A.Maybe. Current users of hormone replacement therapy (HRT) were significantly more likely to develop ovarian cancer, and to die from it, than never users were. Specifically, 5 or more years of current HRT use resulted in 1 additional case of incident ovarian cancer for every 2,500 users and 1 additional death from ovarian cancer for every 3,300 users. Past HRT users had no elevation in risk.
Expert Commentary
Although rare, ovarian cancer usually is diagnosed late; for this reason, it is the most lethal gynecologic cancer in the US. In the Million Women Study, a massive cohort study carried out in the United Kingdom, roughly 950,000 postmenopausal women were surveyed between 1996 and 2001 and approximately 3 years later. Participants had no history of bilateral oophorectomy or ovarian cancer upon entry into the trial. Of these women, 50% had never used HRT, 30% were current users, and 20% had used it in the past. Over the course of the trial, 2,273 ovarian cancers were diagnosed, and 1,593 women died from the disease.
Elevated risk after 5 years of use
Compared with never users, women who had currently used HRT for longer than 5 years had a higher risk of 1) being given a diagnosis of (relative risk [RR], 1.20; 95% confidence interval [CI], 1.09–1.32) and 2) dying from (RR, 1.23; 95% CI, 1.09–1.38) ovarian cancer. However, current users with less than 5 years of use had no significantly elevated risk.

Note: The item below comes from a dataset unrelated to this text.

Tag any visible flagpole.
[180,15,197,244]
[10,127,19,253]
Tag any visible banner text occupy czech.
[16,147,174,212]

Other studies have suggested an association between HRT and ovarian cancer, but most have lacked power to determine the incidence of this rare malignancy. Although both estrogen-only and combination HRT were associated with ovarian cancer in current users in this trial, the findings are otherwise similar to those in regard to HRT and incident breast cancer.1 In the WHI, there was no elevated risk of breast cancer when a woman used combination HRT for less than 5 years.2
Some will choose to counsel women about possible elevated risk
Because the Million Women Study is an observational study, with HRT exposure reported by participants, selection bias is possible (ie, respondents with ovarian cancer may be more likely to report HRT use). With this caveat, some clinicians may choose to counsel women that more than 5 years of unopposed estrogen or combination HRT may increase the risk of ovarian cancer, just as combination HRT raises the risk of breast cancer. A shorter duration of HRT does not appear to increase the risk of ovarian cancer and will probably serve the needs of many symptomatic, newly menopausal women.